One of my ambitions is to write about the Midwest not in a gently humorous mode, a la Garrison Keillor, or as a theatre for quietly snuffed realist dreams, but in a sort of estranged, almost grotesque mode, the way Flannery O’Connor wrote about the South, or the way Thomas Bernhard wrote about Austria. This could be a deeply bad idea. I find the region on the whole quite weird, including the widely held belief of its inhabitants that it’s a second-class place and not really worth discussing in detail.
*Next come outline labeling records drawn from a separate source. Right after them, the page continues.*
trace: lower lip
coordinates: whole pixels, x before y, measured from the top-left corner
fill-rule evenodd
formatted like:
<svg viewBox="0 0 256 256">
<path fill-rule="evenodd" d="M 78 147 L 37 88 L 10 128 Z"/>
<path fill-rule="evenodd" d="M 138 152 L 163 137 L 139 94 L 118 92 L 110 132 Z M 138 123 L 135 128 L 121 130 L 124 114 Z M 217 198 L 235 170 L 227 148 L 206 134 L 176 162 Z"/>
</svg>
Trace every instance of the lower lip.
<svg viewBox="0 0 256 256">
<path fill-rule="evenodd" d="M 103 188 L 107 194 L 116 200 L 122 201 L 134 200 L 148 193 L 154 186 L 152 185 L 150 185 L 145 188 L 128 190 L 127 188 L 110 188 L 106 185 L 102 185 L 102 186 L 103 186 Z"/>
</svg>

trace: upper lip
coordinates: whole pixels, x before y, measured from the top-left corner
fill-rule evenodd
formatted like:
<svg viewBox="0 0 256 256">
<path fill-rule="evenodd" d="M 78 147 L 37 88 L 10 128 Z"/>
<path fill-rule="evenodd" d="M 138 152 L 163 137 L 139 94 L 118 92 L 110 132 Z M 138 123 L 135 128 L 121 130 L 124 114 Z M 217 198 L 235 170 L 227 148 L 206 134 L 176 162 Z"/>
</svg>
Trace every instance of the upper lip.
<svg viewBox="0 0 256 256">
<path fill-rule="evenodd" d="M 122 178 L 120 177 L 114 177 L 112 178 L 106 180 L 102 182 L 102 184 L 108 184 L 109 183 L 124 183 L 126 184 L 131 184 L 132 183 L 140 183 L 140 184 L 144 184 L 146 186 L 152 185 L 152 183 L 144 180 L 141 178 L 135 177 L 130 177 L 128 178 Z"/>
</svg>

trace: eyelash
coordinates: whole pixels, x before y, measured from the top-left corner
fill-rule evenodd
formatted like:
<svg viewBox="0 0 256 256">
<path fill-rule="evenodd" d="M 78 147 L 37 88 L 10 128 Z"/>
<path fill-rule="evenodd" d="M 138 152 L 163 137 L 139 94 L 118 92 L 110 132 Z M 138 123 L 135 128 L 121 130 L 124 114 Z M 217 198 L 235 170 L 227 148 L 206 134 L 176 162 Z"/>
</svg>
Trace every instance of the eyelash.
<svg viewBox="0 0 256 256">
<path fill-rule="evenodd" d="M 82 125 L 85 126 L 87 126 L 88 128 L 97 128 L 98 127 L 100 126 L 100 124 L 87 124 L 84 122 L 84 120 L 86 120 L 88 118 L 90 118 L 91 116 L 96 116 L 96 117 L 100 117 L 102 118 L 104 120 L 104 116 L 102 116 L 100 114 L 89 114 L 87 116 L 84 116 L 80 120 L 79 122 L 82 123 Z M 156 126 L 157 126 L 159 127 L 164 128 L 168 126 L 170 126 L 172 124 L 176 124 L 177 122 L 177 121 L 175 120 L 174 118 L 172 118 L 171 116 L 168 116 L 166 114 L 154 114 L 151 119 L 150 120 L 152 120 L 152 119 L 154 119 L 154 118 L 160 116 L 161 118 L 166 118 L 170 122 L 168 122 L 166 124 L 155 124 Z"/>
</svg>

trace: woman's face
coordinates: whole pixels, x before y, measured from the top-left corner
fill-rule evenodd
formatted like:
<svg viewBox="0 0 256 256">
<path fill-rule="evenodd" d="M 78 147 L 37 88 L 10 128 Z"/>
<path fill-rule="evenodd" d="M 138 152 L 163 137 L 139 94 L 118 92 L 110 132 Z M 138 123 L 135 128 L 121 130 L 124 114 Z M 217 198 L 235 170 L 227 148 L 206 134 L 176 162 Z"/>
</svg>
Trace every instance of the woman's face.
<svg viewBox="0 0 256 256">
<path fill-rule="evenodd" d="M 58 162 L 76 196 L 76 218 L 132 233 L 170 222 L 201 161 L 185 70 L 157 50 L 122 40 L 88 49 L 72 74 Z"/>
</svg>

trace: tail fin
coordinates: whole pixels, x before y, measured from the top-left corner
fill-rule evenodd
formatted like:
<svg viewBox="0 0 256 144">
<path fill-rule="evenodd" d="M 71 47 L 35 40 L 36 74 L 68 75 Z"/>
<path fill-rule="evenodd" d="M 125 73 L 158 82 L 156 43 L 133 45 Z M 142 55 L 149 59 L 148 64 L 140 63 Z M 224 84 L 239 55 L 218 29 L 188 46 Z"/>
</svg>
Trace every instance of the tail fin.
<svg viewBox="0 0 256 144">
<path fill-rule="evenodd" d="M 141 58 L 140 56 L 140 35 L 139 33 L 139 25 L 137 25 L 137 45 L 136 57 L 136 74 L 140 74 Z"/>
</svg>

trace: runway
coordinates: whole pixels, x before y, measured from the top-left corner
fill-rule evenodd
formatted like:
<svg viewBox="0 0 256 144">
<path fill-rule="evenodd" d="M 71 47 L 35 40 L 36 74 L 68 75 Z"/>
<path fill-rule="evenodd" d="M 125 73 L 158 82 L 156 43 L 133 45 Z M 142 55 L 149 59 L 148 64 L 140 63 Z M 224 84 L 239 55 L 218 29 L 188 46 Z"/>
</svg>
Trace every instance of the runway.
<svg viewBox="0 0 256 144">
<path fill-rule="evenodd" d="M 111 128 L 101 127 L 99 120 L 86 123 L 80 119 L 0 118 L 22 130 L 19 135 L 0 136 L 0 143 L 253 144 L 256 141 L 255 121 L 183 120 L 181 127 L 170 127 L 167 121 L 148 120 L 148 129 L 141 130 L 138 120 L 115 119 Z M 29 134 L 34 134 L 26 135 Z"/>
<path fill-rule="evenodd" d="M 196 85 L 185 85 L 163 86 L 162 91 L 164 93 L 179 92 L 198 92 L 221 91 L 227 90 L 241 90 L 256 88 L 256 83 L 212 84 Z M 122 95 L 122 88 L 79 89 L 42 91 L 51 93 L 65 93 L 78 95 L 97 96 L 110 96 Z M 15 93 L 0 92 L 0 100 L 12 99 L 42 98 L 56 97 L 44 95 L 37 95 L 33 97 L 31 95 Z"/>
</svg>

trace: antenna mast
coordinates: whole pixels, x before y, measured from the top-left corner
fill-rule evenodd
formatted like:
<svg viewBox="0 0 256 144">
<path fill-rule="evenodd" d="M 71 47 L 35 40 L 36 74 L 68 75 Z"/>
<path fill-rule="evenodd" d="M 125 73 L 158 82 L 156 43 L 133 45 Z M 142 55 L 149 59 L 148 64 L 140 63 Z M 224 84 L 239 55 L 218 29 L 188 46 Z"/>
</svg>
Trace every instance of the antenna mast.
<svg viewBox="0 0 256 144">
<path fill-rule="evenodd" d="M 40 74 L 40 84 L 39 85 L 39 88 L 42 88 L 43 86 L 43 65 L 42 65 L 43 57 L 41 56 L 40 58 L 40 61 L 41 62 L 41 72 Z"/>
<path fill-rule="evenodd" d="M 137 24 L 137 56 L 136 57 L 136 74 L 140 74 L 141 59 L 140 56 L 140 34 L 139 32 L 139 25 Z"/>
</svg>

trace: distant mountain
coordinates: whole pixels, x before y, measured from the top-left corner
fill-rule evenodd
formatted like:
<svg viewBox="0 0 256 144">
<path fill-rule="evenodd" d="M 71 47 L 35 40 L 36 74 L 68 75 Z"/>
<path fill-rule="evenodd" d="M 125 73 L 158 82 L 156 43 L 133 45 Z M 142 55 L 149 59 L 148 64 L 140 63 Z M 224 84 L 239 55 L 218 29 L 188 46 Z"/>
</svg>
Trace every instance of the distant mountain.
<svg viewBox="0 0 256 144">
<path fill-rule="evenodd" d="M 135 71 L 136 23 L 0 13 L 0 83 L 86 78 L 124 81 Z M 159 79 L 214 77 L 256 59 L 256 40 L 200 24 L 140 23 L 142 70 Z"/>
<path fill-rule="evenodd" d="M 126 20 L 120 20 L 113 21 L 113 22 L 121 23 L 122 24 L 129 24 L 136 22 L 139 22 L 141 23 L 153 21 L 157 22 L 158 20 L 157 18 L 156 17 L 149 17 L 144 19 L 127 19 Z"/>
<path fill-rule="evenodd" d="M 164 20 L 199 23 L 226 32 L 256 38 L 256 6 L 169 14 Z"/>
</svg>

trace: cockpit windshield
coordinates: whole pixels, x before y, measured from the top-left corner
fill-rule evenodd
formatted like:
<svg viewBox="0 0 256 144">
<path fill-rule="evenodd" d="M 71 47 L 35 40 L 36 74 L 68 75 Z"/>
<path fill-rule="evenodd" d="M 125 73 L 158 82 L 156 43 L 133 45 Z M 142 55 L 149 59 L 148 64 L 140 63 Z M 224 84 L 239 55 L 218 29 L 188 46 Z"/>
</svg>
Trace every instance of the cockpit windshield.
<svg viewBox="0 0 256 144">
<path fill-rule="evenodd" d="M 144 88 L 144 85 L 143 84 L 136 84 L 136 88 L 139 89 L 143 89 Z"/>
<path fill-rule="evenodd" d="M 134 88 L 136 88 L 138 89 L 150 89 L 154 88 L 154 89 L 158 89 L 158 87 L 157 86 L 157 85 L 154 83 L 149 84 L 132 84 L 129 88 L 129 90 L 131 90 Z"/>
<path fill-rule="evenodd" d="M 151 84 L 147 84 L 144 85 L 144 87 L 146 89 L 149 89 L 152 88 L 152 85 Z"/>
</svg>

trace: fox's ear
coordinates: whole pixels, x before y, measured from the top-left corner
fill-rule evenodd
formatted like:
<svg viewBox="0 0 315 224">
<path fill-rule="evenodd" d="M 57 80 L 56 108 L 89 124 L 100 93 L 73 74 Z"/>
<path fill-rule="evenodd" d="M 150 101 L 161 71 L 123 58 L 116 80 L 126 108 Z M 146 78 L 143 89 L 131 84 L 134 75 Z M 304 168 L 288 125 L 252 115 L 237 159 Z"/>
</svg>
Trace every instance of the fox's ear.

So yeah, the play of light and shadow on wind-flattened cornfields, emptied Main Streets, agricultural conglomerates, methamphetamines, taciturn people in sweatshirts, prairie dogs, the crickets at night, abandoned movie palaces, Super Walmarts, the schizophrenia of the weather – these are all elements of the region that feed my imagination.
A correspondent for Al Jazeera wrote a column arguing that all American cities would come to resemble St. Louis in the 21st century. That may be—in any case, you do see staggering inequities of wealth displayed here. Total wealth and total poverty coexisting within a few city blocks of each other. We have all the urban problems. You’re acutely aware of living in the shell of an older, greater city. But sometimes I see a building and I’m not sure if it’s in the process of demolition or half-built – going down or up. That sense of ambiguity draws a lot of creative people here. There is a sense that you can do something.
The Arch, unlike many other visual clichés I’ve encountered, gathers depth and magnificence the longer you live beside it, seeing it from different angles and in different light. I remember returning to the city in a rainstorm once and watching it almost hover out of a cloud. In 1965, William S. Burroughs wrote that it looked like the only landmark to survive an apocalyptic event, and I was pleased to see that this was the premise of a recent SciFi network series. Despite what an icon it has become, there is a quiet reverence for the Arch here. Likewise, my time in this city has been rich, surprising, multifaceted.
About the Author
Eric Lundgren was born in Cleveland, grew up in Minneapolis, studied in Portland and St. Louis, and would like to be in Berlin this summer. His first novel, The Facades, is published by The Overlook Press in September.